Wikidata:WikiProject Ontology/Cleaning Task Force

From Wikidata
Jump to navigation Jump to search

This page serves as the main page for the ontology cleaning task force's efforts to clean up the Wikidata ontology.

The task force arose from a presentation (https://commons.wikimedia.org/wiki/File:Wikidata_Challenges_in_Semantic_Web_Community.pdf) by Andrea Westerinen at the 2023 Wikidata Data Quality Days (https://www.wikidata.org/wiki/Wikidata:Events/Data_Modelling_Days_2023)

Anyone interested in working to improve the Wikidata ontology is welcome to join the task force.

Scope

[edit]

The scope of the task force has not yet been determined but just about any effort to improve the Wikidata ontology will probably be considered in scope, ranging from theoretical analyses of the ontology, to techniques for reasoning in Wikidata, to implementation of tools that help improve the ontology, to documentation of problems with the ontology, to direct editing of the ontology. There is a welcome page that gives some background on the Wikidata ontology and the task force.

Participation

[edit]

Anyone interested in working to improve the Wikidata ontology is welcome. Add your user identification below to join the group. Add issues that you are interested in or currently work on to the sections below.

Participants

[edit]
  1. Peter Patel-Schneider
  2. Lectrician1
  3. Andrea Westerinen
  4. PKM (talk)
  5. Chris Mungall
  6. Mahir256
  7. Egezort
  8. Rosario Uceda-Sosa

Meetings

[edit]

The task force uses Google Meet for meetings, as described in the task force's calendar. Currently meetings are Tuesday at 11 am ET (currently GMT-4). Members of the task force are active in the Wikiproject Ontology telegram group.

Next meeting agenda

[edit]

Task force members should add agenda items for topics they wish to discuss. The default agenda has reports on the current efforts. If there is significant work on any effort please add something to its agenda item.
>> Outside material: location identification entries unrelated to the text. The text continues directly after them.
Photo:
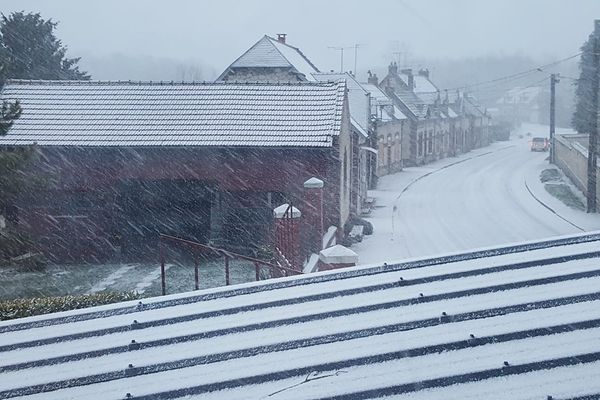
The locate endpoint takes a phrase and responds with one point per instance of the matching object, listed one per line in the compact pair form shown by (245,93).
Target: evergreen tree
(30,50)
(584,118)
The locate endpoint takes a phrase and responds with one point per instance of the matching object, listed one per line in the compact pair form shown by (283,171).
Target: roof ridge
(298,50)
(166,83)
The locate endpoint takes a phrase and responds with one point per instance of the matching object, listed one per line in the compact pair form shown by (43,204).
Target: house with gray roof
(391,126)
(271,60)
(440,126)
(363,138)
(125,161)
(274,60)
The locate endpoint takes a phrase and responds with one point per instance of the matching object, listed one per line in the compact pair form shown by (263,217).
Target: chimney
(373,80)
(411,78)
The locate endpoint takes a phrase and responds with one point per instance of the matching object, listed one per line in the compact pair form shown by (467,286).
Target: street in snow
(476,200)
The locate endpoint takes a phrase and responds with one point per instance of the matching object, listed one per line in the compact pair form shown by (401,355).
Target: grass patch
(21,308)
(550,175)
(564,193)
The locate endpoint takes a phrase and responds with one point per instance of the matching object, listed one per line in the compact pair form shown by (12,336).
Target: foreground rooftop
(517,322)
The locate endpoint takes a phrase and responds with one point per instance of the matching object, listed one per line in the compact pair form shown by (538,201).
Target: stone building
(391,126)
(274,60)
(270,60)
(126,161)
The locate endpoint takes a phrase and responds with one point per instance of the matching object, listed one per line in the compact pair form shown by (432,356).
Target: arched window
(345,172)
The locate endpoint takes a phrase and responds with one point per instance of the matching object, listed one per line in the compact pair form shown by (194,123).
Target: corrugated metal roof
(80,113)
(358,97)
(518,322)
(380,99)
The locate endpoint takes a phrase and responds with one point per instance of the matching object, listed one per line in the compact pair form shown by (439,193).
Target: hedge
(20,308)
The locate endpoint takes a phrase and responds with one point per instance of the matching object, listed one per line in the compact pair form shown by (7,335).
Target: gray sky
(214,33)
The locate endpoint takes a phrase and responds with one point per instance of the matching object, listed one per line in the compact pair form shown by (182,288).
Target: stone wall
(571,158)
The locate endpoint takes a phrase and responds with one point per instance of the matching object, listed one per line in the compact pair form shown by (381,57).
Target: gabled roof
(414,103)
(521,95)
(358,97)
(381,105)
(88,113)
(270,53)
(422,83)
(517,322)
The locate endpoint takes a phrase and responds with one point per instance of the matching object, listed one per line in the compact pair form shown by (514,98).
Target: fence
(198,249)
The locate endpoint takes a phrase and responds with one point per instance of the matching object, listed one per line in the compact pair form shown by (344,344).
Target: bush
(20,308)
(368,227)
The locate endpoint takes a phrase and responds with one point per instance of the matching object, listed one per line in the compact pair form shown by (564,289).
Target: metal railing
(198,249)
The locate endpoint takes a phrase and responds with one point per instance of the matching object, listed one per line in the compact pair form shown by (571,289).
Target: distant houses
(210,161)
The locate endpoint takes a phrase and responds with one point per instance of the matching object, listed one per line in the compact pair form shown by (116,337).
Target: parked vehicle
(540,144)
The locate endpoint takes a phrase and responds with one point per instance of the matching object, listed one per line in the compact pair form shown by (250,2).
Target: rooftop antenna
(356,47)
(341,50)
(398,56)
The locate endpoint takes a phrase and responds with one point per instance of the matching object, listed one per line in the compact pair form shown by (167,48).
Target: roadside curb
(550,208)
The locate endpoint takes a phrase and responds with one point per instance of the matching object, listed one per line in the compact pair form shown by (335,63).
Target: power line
(517,75)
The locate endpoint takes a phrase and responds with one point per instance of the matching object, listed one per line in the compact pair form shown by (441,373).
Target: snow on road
(476,200)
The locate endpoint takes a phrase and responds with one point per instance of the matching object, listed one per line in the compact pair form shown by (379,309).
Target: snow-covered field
(489,196)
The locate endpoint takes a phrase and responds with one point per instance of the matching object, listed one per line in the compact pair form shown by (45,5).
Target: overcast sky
(214,33)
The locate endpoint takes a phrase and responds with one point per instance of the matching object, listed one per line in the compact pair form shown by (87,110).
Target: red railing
(199,248)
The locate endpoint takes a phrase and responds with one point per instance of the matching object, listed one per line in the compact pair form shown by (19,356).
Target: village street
(489,196)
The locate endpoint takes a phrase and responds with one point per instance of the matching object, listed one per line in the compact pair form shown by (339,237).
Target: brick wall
(571,158)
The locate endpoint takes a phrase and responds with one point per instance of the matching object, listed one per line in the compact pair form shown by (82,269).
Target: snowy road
(487,197)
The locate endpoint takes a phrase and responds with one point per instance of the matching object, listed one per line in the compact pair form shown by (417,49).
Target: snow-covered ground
(516,322)
(489,196)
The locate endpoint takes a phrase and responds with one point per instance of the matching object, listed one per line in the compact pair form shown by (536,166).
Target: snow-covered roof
(514,322)
(88,113)
(271,53)
(521,95)
(358,97)
(380,99)
(414,103)
(422,84)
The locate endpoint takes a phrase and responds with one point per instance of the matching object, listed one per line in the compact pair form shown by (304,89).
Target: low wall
(571,158)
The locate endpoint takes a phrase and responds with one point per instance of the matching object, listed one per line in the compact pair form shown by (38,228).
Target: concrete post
(313,215)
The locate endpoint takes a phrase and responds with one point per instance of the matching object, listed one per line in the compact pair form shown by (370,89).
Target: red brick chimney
(411,78)
(372,79)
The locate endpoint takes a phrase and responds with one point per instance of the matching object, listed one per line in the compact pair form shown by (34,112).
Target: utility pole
(593,141)
(341,50)
(356,46)
(553,81)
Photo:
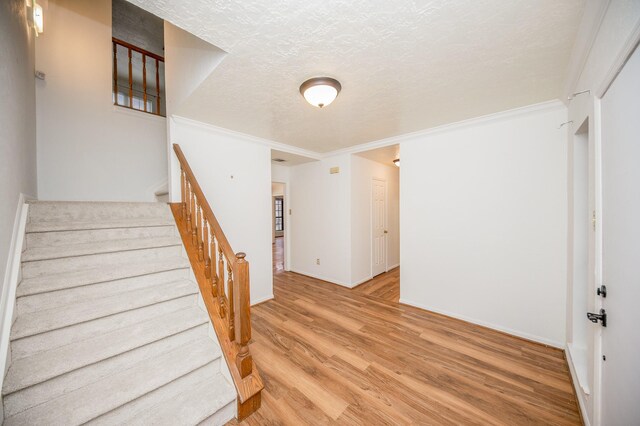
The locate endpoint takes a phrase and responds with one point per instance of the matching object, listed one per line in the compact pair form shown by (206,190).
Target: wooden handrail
(227,300)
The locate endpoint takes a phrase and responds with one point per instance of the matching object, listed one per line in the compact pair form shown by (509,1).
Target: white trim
(11,279)
(589,27)
(578,391)
(249,138)
(517,333)
(621,59)
(362,281)
(136,113)
(264,299)
(503,115)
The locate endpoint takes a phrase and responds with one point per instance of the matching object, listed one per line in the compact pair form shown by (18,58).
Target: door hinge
(602,317)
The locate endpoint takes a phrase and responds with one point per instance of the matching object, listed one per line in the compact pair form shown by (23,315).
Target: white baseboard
(507,330)
(262,299)
(11,280)
(362,281)
(582,403)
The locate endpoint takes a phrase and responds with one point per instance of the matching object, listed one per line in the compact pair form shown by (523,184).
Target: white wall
(483,222)
(363,171)
(188,62)
(89,149)
(17,117)
(321,219)
(235,175)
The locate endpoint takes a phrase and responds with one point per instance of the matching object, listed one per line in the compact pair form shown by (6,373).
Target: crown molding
(590,24)
(249,138)
(498,116)
(633,40)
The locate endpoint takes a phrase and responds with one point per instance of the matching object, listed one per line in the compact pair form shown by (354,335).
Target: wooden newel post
(242,318)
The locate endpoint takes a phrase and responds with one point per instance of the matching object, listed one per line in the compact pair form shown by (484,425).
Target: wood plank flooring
(331,355)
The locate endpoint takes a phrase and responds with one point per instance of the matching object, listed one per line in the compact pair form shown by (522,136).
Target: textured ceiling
(404,65)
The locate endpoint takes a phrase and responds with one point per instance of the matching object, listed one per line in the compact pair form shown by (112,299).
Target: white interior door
(379,231)
(621,247)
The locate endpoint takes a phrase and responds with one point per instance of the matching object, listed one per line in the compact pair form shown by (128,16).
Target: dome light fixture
(320,91)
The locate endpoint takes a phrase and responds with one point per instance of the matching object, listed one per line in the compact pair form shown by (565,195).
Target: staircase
(109,325)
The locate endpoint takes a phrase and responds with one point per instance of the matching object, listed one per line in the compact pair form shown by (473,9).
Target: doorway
(278,225)
(620,358)
(581,247)
(378,227)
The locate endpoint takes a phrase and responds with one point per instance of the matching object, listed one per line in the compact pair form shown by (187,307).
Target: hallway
(332,355)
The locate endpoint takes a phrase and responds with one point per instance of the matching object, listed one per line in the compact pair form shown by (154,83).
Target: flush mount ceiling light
(320,91)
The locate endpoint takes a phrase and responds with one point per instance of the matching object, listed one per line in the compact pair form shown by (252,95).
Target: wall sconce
(38,18)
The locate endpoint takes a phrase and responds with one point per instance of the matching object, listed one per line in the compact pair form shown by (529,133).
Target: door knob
(602,290)
(602,317)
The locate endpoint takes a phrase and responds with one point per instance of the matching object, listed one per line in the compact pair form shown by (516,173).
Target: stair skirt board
(109,325)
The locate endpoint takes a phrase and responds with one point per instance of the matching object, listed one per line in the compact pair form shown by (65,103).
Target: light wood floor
(331,355)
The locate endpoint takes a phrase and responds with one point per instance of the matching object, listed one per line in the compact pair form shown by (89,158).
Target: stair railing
(223,277)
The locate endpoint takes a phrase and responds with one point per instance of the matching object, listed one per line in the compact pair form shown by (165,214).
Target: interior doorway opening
(278,225)
(582,228)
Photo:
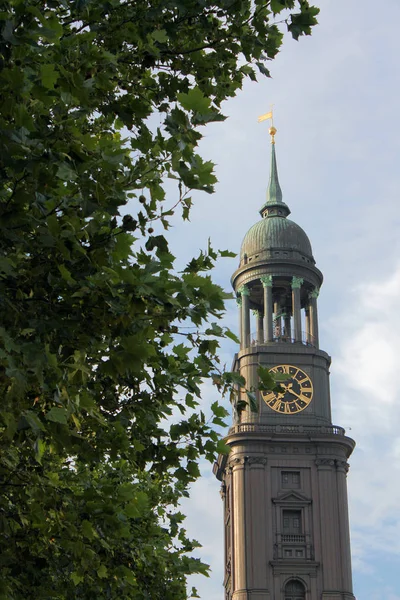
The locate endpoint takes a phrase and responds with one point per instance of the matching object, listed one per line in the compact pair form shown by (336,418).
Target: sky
(336,109)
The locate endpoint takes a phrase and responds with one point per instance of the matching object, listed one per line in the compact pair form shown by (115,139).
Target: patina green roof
(274,192)
(275,232)
(278,233)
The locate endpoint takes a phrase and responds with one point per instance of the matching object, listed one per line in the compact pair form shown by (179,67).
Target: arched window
(294,590)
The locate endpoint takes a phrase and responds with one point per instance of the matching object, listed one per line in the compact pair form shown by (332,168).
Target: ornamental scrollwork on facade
(343,464)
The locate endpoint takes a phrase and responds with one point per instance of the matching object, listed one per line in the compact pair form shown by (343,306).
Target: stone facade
(284,482)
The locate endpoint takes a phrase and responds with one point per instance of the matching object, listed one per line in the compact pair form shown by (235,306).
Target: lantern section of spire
(274,205)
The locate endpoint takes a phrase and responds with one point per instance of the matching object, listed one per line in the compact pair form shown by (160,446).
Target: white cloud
(367,397)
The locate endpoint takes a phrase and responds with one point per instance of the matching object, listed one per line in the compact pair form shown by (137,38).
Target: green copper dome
(275,234)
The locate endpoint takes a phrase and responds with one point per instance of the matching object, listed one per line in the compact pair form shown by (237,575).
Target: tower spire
(274,205)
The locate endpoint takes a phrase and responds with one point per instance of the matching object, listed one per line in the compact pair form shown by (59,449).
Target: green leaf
(102,571)
(195,100)
(48,75)
(222,448)
(229,334)
(40,447)
(252,401)
(160,35)
(87,530)
(57,415)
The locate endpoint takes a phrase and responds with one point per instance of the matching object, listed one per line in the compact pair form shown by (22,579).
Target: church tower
(284,481)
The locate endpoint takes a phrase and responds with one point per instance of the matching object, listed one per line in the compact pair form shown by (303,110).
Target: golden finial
(272,130)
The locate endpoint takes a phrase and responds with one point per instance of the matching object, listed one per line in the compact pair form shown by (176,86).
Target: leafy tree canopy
(93,355)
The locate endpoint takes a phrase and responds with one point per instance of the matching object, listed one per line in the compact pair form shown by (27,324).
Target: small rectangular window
(290,479)
(291,522)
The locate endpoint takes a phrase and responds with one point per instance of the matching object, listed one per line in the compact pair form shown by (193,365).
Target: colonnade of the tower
(275,322)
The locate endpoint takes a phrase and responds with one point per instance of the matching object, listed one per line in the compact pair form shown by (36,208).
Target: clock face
(297,391)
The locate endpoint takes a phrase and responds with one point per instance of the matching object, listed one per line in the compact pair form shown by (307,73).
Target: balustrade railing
(295,429)
(293,538)
(257,338)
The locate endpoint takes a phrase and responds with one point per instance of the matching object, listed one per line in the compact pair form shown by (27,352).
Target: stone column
(330,552)
(259,326)
(266,280)
(344,529)
(296,307)
(287,326)
(245,337)
(308,326)
(239,573)
(277,321)
(239,303)
(314,317)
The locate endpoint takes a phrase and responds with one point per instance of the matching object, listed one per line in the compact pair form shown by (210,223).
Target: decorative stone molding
(325,462)
(343,464)
(296,282)
(244,291)
(238,461)
(266,280)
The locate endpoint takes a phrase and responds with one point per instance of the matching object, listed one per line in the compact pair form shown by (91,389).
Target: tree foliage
(101,101)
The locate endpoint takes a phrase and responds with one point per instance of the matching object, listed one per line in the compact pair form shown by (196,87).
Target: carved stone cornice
(296,282)
(325,462)
(257,460)
(244,290)
(342,465)
(241,461)
(238,461)
(314,293)
(266,280)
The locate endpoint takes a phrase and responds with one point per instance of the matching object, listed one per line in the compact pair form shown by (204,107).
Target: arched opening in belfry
(294,590)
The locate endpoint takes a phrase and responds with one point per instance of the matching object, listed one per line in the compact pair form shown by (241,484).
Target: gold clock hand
(295,394)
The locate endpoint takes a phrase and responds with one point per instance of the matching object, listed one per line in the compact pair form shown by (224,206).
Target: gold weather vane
(265,117)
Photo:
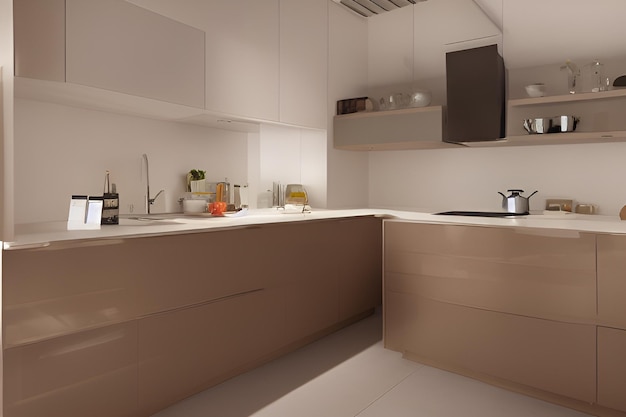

Tuesday, 26 November 2024, 11am ET
[edit]

Peter will miss the meeting due to a vacation.

  • Our meeting length is limited to 60 minutes by Google so meetings may be terminated abruptly.
  • Welcome new members
    • If you can't make meetings please add information to this page about your interests and activities.
  • PropBank discussion if there has been recent progress
  • Interests of new members
  • Reports on status of current efforts.
Tuesday, 3 December 2024, 11am ET
[edit]

Peter will miss the meeting due to a vacation.

Tuesday, 10 December 2024, 11am ET
[edit]

Peter may miss the meeting due to travel.

Previous meeting notes

[edit]

See Wikidata:WikiProject Ontology/Cleaning Task Force/Meetings for notes from prior meetings.

Current efforts and Information

[edit]

Feel free to add efforts that you are participating in here and report on your progress.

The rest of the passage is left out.